Na ontvangst van finaal akkoord voor de financiering, zal Woonstad […] de badkamer opnieuw betegelen, waarbij koopster zorgdraagt voor de tegels.”
De brief vermeldt als auteur [persoon 1].
2.2 Op 19 oktober 2009 is de schriftelijke overeenkomst getekend. De koopovereenkomst vermeldt dat de woning zal worden geleverd in de staat waarin deze zich ten tijde van het tot stand komen van de overeenkomst bevindt. Voorts bevat de overeenkomst de verplichting voor [gedaagde] de woning te gebruiken als woonhuis.
2.3 Bij de koopovereenkomst behoort een allonge die beide partijen hebben ondertekend. De allonge bevat de opsomming van de door Woonstad te verrichten werkzaamheden, zoals vermeld in de brief van 7 oktober 2009. De allonge vermeldt als leveringsdatum 3 december 2009.

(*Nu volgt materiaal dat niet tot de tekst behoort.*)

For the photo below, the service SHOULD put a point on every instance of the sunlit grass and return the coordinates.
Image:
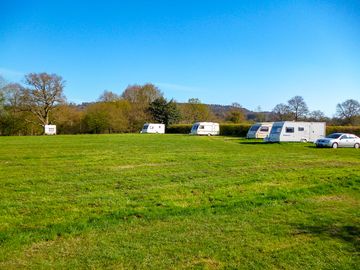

2.4 [gedaagde] heeft de woning op de dag van de levering (3 december 2009) in aanwezigheid van [persoon 1] bezichtigd. Bij die gelegenheid hebben partijen de volgende afspraken gemaakt en in een handgeschreven stuk vastgelegd:
“Partijen zijn overeengekomen dat de werkzaamheden gespecificeerd in, badkamer betegelen, plafond badkamer in oude staat brengen, badkamermeubels en sanitair terug plaatsen, plafond woonkamer stucen, wanden slaapkamer en de wanden in de hal plaatselijk stucen, binnen een termijn van 2 weken vanaf heden alsnog gerealiseerd zullen worden en dat er een bedrag van € 15.700,= (10% van de koopsom) in depot gehouden zal worden. Bij niet nakomen van deze afspraak in de afgesproken termijn zal mevrouw [gedaagde] de werkzaamheden zelf laten verrichten. Alle kosten, zoals hyprente, verzekeringspremie ed zal door Woonstad vergoed worden.”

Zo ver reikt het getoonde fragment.